PETALUMA, Calif. — I’m the host of “The Tech Guy” show on the Premiere Networks. As the “tech guy” I have to use the latest hardware and software, and it better work, or I’m the “wreck guy” and all my credibility is shot. That’s why I rely on equipment from The Telos Alliance for my entire audio workflow, including my new Telos VX phone interface.
Leo Laporte with the Telos VX Phone System When I started hosting the show in 2004 I used an analog Mackie mixer and Telos Zephyr with ISDN to send my audio from my northern California “studio” — really a converted attic room in a former bed and breakfast — to the studios of KFI(AM) in Los Angeles. Call screening was handled in L.A. I controlled the calls locally by VPNing into the L.A. studio and running vintage 1998 call screening software on a Windows XP laptop. I didn’t dare update either the software or the laptop for fear the entire house of cards would crumble.
Fast forward a decade. In the intervening years “The Tech Guy” had grown into a podcast network, TWiT, with two dozen shows and more than 7 million downloads a month. We moved the operation from the garret studio to a 10,000-square-foot studio designed for audio and video production. We’d also upgraded my little analog mixer with a state-of-the-art Axia Element digital console and routing system. The Axia proved a perfect solution for our big studio — allowing us to put mics anywhere and route the audio everywhere. With six sets and 25 shows the Axia system made it possible to produce network-quality audio programming with very little training.

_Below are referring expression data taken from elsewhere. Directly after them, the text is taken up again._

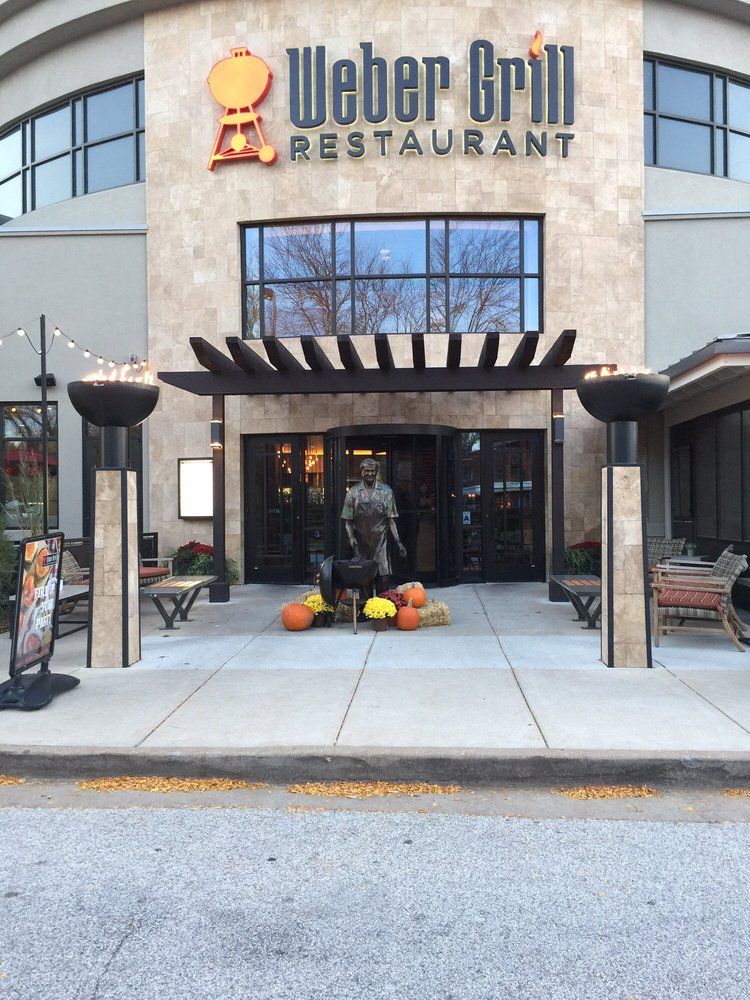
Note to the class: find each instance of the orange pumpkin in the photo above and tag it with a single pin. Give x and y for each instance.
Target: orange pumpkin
(407, 618)
(296, 617)
(416, 597)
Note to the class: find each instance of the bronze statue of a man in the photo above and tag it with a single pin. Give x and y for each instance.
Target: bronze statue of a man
(369, 514)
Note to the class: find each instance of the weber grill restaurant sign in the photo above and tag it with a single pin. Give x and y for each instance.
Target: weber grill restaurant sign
(372, 92)
(370, 106)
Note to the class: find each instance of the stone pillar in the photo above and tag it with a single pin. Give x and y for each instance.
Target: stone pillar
(115, 629)
(626, 640)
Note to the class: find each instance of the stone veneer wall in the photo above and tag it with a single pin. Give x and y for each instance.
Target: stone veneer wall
(591, 202)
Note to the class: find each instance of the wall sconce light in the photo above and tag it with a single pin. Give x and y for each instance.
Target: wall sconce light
(558, 428)
(217, 434)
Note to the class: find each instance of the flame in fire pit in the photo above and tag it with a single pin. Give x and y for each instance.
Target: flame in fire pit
(535, 49)
(125, 374)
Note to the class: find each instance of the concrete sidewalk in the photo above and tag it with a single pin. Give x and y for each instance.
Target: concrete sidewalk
(513, 675)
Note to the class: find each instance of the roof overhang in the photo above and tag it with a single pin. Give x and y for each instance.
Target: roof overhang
(244, 371)
(712, 366)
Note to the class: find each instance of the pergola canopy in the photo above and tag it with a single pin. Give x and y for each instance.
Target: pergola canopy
(243, 371)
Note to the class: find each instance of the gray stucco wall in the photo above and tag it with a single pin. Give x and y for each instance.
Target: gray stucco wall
(81, 262)
(696, 285)
(84, 62)
(697, 227)
(93, 286)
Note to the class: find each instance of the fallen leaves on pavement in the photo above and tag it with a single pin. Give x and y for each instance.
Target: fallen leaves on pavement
(133, 783)
(370, 789)
(608, 792)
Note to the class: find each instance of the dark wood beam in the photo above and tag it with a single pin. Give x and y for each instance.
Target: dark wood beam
(559, 353)
(488, 355)
(211, 357)
(348, 353)
(417, 350)
(315, 356)
(281, 357)
(453, 360)
(246, 358)
(383, 352)
(524, 353)
(499, 378)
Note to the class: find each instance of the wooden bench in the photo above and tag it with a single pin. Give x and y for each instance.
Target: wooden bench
(181, 591)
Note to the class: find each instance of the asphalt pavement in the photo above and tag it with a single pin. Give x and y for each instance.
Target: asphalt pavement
(313, 902)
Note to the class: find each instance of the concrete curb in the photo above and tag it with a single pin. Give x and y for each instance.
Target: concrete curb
(469, 767)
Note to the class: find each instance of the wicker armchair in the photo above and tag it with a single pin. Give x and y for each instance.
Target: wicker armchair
(698, 594)
(658, 548)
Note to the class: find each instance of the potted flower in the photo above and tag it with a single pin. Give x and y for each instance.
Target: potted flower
(379, 610)
(397, 599)
(321, 609)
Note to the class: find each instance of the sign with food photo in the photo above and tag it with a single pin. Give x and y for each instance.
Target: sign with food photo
(36, 600)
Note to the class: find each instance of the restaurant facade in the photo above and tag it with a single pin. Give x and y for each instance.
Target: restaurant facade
(385, 230)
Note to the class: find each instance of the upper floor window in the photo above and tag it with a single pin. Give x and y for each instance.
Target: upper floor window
(697, 120)
(93, 141)
(402, 275)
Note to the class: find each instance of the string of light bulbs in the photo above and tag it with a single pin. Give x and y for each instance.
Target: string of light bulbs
(101, 360)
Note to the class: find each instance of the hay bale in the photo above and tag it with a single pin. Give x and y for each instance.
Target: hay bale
(434, 613)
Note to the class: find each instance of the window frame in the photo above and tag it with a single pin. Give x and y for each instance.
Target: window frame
(79, 143)
(429, 275)
(719, 80)
(53, 519)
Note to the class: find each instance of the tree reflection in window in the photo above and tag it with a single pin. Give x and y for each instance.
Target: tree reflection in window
(392, 276)
(21, 488)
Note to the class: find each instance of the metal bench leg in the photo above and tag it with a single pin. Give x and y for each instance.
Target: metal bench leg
(168, 618)
(184, 610)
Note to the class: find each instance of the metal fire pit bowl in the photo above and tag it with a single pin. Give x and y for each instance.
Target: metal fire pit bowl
(611, 398)
(344, 574)
(113, 404)
(620, 401)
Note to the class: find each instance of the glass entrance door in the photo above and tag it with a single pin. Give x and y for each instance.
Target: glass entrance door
(272, 506)
(284, 508)
(513, 546)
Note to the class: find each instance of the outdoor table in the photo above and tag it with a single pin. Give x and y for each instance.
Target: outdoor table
(585, 594)
(181, 591)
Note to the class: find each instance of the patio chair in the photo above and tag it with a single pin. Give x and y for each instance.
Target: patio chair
(706, 597)
(658, 547)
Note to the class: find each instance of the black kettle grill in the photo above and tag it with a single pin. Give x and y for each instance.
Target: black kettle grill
(338, 575)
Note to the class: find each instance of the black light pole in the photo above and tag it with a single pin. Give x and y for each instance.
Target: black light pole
(45, 441)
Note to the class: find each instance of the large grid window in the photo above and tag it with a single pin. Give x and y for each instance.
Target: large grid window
(93, 141)
(696, 120)
(403, 275)
(21, 490)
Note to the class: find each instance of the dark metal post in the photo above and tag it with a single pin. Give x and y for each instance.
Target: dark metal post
(557, 494)
(114, 447)
(45, 441)
(218, 592)
(622, 442)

In 2007 the radio show expanded from KFI to 200 stations on the Premiere Networks, but the call screener remained in southern California using that same ancient software. We were getting considerable latency introduced into the calls, resulting in an intermittent echo that didn’t go out over the air, but drove me crazy.
After much troubleshooting, Premiere’s Senior Vice President of Engineering Bill Hickey decided to move the call screener up to Petaluma, eliminating the latency. And naturally, since we were a happy Axia house we decided to upgrade to a Telos VX phone interface. The Telos VX a multiline, multistudio on-air phone system that works with almost any kind of phone line and interfaces to any audio console.
Kirk Harnack and his team at Telos made it trivially easy to install and configure the system. It integrates with Axia’s Livewire IP audio standard. The Web-based interface and configuration pages are similar to the equipment we were already using so my studio engineers took no time getting up to speed. Telos sent an engineer who installed the POTS interface and integrated the VX system with the Axia. We were up and running perfectly in just a few days.
The handset interface and the call screener software are complementary and straightforward. I may be “The Tech Guy” but that doesn’t mean I want to suffer with a complicated or opaque handset UI during my show. The VX is a breeze to use, and I’m happy to say the echo has been eliminated. Even though the quality of the incoming calls can vary widely, the Omnia audio processing in the VX does an excellent job of maintaining optimum caller levels — which means I don’t have to ride gain on the board.
In sum, we’re super happy with our VX system. It works hand-in-hand with our Axia and digital Zephyr Xstream to make my job easy. And our engineers love the quick and helpful support Telos provides whenever we have a configuration question. Thanks to the Telos VX, “The Tech Guy” really looks like he knows what he’s doing.